Jérôme Camut & Nathalie Hug







Avril 2009

 



Nathalie Hug et Jérôme Camut, pouvez-vous nous raconter votre parcours jusqu'à la naissance du tandem Camhug ?
Alors en peu de mots. Un écrivain intermittent du spectacle rencontre, par l'intermédiaire  de ses deux premiers romans, une commerciale en prothèses vasculaires. Premier regard, premier bonheur. Ils ne se quittent plus et décident de n'être plus qu'écrivain, mais ensemble.


Jérôme, que vous apporte l'écriture avec Nathalie par rapport à votre expérience précédente en solitaire sur Malhorne ?
Honnêtement ? Deux fois moins de travail.
Plus sérieusement, je me souviens avoir souffert d'une sorte de syndrome d'Atlas quand j'écrivais seul, un poids sur les épaules, lourd. Se lancer dans un nouveau roman ressemblait à la traversée d'un désert, un long tunnel de solitude et d'affrontement de soi. C'est vrai qu'en décrivant l'écriture ainsi, je me demande bien pourquoi je me suis mis à écrire... depuis qu'ensemble nous mélangeons tout, Nathalie et moi, écrire est devenu beaucoup plus simple. Élaborer une histoire complexe seul est vraiment une étape difficile. A deux, les histoires naissent de nos conversations. C'est simple. Si en cours d'écriture nous rencontrons un problème que nous n'avions pas envisagé, il est résolu en peu de temps. Alors que seul, résoudre ce type d'écueil peut prendre des jours, des semaines. Et puis, ce que m'a apporté le mélange de nos écritures, c'est un style différent, plus riche je pense, et qui évolue très rapidement. De ça je suis persuadé. Et j'aime.

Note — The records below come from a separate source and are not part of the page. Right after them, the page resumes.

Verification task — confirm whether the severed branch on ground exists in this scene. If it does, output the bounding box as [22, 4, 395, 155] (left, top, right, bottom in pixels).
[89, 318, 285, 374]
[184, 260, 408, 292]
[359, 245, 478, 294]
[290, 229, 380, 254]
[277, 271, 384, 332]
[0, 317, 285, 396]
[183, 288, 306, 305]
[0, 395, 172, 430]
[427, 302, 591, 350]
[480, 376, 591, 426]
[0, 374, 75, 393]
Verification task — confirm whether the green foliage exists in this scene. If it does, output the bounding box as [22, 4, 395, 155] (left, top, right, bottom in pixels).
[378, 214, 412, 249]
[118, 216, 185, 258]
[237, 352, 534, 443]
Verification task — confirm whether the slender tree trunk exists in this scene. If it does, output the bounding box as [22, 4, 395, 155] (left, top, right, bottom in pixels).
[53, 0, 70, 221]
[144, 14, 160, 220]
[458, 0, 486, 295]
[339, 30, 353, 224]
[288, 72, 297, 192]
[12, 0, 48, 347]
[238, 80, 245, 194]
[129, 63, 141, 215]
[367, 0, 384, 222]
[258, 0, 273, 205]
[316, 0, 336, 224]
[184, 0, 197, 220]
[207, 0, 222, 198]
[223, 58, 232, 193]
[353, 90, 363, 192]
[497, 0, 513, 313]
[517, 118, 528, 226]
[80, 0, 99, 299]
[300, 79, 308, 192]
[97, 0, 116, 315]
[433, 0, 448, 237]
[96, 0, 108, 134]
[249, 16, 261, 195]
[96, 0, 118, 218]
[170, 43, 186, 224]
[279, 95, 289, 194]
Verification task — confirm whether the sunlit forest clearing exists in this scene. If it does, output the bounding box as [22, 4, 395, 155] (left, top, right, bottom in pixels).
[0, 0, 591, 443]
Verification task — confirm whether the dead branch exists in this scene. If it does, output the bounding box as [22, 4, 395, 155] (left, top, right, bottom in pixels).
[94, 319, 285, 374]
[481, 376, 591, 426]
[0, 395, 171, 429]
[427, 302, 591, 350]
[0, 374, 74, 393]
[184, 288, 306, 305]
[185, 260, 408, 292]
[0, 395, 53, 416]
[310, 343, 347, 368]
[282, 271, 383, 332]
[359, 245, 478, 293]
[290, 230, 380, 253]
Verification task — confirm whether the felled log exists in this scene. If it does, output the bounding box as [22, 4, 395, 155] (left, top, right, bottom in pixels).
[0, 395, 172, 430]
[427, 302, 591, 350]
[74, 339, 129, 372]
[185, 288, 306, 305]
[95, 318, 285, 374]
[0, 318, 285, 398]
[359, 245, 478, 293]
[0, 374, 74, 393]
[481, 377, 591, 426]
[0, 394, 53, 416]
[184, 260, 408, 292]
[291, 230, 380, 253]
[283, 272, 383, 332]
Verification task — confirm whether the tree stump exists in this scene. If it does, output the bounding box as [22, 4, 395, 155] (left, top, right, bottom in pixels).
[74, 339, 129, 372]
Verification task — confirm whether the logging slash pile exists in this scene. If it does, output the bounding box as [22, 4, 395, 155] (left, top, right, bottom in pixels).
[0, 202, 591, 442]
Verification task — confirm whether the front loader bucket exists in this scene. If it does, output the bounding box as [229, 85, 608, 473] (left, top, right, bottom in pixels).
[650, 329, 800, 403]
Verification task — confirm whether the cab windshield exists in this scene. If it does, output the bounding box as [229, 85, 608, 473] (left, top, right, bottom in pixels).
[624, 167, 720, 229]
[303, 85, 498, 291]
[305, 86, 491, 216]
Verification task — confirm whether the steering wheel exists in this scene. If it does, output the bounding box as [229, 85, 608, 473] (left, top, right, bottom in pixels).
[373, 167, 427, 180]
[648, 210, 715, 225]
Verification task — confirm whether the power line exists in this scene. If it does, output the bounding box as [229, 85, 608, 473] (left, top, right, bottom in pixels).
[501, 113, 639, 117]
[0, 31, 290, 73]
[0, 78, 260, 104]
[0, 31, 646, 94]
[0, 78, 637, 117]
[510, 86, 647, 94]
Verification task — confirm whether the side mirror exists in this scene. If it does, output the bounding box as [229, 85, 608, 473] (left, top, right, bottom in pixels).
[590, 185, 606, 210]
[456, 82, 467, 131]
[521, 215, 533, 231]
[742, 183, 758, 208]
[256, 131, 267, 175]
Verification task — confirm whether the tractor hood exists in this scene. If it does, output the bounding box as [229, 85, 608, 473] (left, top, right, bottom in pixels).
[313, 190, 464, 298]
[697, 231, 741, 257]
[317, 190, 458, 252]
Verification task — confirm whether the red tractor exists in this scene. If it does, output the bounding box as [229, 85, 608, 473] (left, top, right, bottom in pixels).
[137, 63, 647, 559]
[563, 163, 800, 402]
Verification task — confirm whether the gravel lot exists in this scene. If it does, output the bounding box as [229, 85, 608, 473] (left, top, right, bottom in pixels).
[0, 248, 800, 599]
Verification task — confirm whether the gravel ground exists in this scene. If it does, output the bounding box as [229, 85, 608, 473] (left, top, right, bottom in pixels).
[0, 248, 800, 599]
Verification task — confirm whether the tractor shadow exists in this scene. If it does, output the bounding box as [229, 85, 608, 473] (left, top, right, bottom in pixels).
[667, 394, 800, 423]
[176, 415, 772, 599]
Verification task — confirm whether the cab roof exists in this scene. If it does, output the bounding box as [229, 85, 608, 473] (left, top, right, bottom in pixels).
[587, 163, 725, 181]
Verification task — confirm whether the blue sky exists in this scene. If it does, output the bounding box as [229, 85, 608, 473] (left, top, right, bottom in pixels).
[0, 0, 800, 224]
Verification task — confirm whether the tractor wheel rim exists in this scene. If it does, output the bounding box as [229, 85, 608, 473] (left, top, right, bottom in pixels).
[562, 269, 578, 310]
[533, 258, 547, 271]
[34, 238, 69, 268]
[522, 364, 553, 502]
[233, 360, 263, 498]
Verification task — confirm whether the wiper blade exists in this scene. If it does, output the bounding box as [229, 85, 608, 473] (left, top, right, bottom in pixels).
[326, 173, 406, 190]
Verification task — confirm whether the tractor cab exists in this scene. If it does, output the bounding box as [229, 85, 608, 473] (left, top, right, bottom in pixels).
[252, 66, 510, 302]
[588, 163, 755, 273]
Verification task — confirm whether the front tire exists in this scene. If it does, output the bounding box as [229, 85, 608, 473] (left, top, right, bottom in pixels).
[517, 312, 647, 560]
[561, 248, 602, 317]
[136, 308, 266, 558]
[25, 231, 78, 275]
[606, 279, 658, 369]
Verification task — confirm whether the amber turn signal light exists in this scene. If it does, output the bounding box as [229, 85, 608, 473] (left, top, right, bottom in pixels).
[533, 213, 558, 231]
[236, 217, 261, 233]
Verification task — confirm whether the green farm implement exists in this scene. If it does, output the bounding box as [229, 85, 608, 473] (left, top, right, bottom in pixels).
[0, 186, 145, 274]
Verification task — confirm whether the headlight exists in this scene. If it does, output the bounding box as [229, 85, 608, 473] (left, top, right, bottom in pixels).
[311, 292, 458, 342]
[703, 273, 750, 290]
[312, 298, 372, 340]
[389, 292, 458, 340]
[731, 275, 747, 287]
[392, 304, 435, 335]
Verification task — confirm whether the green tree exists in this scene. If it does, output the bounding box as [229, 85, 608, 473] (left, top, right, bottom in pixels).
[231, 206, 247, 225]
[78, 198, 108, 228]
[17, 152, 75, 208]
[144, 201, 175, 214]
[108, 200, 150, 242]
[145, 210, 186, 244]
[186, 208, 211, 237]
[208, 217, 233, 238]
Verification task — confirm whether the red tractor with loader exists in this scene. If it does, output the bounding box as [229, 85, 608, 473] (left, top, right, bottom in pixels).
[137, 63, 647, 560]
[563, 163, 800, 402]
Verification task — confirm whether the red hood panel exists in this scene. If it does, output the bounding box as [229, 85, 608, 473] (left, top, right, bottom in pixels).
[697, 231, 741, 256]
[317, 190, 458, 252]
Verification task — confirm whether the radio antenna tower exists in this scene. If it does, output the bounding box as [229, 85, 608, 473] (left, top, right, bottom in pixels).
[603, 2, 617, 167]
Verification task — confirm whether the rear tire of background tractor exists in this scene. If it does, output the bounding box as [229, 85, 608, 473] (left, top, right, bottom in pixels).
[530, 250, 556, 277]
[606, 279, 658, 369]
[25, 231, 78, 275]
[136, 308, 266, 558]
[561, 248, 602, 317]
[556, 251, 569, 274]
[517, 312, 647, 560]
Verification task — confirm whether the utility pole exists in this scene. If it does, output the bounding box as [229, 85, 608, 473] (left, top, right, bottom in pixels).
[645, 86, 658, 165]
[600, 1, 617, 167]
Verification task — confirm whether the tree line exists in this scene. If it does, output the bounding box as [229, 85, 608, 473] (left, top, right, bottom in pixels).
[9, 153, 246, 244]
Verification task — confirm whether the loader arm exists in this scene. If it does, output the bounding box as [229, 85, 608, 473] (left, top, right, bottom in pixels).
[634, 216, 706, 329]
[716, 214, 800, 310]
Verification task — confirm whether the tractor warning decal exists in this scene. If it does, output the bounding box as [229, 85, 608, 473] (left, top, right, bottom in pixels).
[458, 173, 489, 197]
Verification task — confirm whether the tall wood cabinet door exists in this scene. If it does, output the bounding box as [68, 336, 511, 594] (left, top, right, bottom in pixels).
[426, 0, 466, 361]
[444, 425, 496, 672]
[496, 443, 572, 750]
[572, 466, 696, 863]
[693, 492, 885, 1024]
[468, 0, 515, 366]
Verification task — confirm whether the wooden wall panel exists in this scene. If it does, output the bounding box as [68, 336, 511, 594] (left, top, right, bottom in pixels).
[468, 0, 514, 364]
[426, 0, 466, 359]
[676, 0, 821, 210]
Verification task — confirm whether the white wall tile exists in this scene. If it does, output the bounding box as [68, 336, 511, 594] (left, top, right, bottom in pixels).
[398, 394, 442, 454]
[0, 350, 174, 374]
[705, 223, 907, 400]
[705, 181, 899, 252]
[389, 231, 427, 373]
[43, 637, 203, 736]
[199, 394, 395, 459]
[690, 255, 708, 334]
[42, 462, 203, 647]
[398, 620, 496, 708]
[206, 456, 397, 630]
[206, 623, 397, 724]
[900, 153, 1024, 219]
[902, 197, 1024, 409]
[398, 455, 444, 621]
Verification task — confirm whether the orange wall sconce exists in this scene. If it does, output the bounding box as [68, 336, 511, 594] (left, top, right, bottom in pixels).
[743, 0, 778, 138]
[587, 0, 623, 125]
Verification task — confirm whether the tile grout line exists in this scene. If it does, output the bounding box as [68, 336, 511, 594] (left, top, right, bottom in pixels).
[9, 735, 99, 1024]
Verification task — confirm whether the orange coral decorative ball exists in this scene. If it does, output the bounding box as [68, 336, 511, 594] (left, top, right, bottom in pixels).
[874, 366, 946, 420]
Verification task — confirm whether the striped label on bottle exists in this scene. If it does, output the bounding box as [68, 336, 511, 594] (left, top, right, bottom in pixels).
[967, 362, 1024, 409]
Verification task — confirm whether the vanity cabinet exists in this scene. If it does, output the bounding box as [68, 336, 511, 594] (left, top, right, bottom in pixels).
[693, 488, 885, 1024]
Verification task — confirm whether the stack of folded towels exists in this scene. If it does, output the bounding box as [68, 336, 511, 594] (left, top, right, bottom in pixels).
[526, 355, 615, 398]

Comment se déroule la conception d'un de vos romans ? Comment se repartissent les rôles et comment se déroule une journée type de travail ?
Nous inventons l'histoire ensemble, intégralement la plupart du temps, c'est l'étape la plus sympa parce que les journées de travail ressemblent à de longues conversations mélangées de recherches sur Internet, de lectures et de ballades. Il y a pire mine que la nôtre ! Ensuite, selon le type de structure narrative que nous avons choisie pour le roman, soit nous nous répartissons les personnages -méthode valable dans un cas d'histoires parallèles- soit l'un d'entre nous est en tête d'écriture et l'autre suit. Cette deuxième méthode est particulièrement stimulante. Nous savons en permanence où en est l'autre et nous sommes obligés de beaucoup communiquer sur notre travail. -Ah oui, parce qu'il faut peut-être le préciser. Écrire à deux reste un travail solitaire. Dans notre cas, nous sommes seuls... à deux. Une curiosité, je vous l'assure.- quant aux journées de travail, elles dépendent de l'étape où nous en sommes. En période d'élaboration d'histoire, nos journées étant rythmées par la scolarité de nos schtroumpfs, levé 07h30 etc. La journée ne commençant vraiment qu'après un passage dans un petit café où nous aimons aller. Ensuite intervient une étape de pré-écriture où on cherche le style, le ton du futur roman. Et quand on l'a trouvé, lever 06h00, début d'écriture à 06h30 et pour le reste de la journée, avec pause pour déjeuner, et ensuite travail jusqu'au soir.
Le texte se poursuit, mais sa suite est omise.